National Parliament unanimously approved the General State Budget (GSB) for 2013 under Law n.º 02/2013 of 1 March.

It is important to highlight that the 2013 GSB presents a decrease of 26,581, 000.00 US$ of a total projected expenditure of 36,781,000.00 US$ in the fiscal deficit estimate.

However, the most significant decrease is in regards to financing through the Petroleum Fund, which in 2012 was1,494,900,000.00 US$ and this year is 787,000,000.00 US$.

This decrease of almost 50% can be explained by the transfer of the balance from the Special Funds (Infrastructure Funds and Human Capital Development Fund) and from the Treasury Account. The maximum threshold for public debt has gone from 43.1 million US$ to 43.6 million US$.
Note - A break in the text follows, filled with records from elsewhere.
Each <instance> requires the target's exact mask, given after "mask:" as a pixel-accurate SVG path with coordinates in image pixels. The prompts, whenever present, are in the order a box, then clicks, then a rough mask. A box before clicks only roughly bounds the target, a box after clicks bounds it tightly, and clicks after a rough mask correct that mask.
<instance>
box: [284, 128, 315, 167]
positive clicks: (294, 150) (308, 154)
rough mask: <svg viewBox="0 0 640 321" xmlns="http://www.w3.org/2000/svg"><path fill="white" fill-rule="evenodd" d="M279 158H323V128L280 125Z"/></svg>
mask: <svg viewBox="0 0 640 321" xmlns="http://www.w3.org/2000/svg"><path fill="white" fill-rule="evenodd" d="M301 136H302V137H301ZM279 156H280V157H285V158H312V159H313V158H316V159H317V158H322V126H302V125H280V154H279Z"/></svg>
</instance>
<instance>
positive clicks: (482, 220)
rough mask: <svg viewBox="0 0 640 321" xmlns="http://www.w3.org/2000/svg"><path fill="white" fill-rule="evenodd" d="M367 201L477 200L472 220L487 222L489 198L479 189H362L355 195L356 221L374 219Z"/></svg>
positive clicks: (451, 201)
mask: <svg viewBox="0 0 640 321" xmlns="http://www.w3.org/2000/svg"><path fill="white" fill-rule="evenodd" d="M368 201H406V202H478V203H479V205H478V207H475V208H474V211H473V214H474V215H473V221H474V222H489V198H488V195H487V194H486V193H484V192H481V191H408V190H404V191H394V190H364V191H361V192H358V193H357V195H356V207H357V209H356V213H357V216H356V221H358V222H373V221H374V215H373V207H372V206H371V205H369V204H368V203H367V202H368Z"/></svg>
With the exception of services and independent funds and loans, total 2013 budgetary appropriations are of 877.547 million US$, in comparison with 723.4 million US$ in 2012, being that in the Salaries and Wages, Public Transfers and Minor Capital Development line-items, only the latter evidences a decrease of almost 200 million US$ dollars with the remaining line-items increasing by approximately 10%.

In terms of revenue, the current GSB outlook is of 2,987.8 million US$ in comparison with 2,269.4 million U S$ in 2012, being that this increase is based almost exclusively on the growth in oil revenues, with emphasis on the Timor Sea Rights (from 150.8 to 318.4 million North American dollars) and the Petroleum Fund Interest which has gone from 324.3 million US$ to 488.8 million US$.

Despite the increase of approximately 10 million US$ in non-petroleum revenue, the proportion of petroleum revenue continues to grow, from approximately 94.1% in 2012 to approximately 95% of projected totals.

Finally, it should be pointed out that despite the modest increase in non-petroleum revenues, and consequently the continued dependency of Timor-Leste on natural resources, efficient management by the Government has allowed for the first decrease in Petroleum Fund transfers in the 2013 GSB and a deficit reduction. However, the need to diversify revenue sources continues to be very present.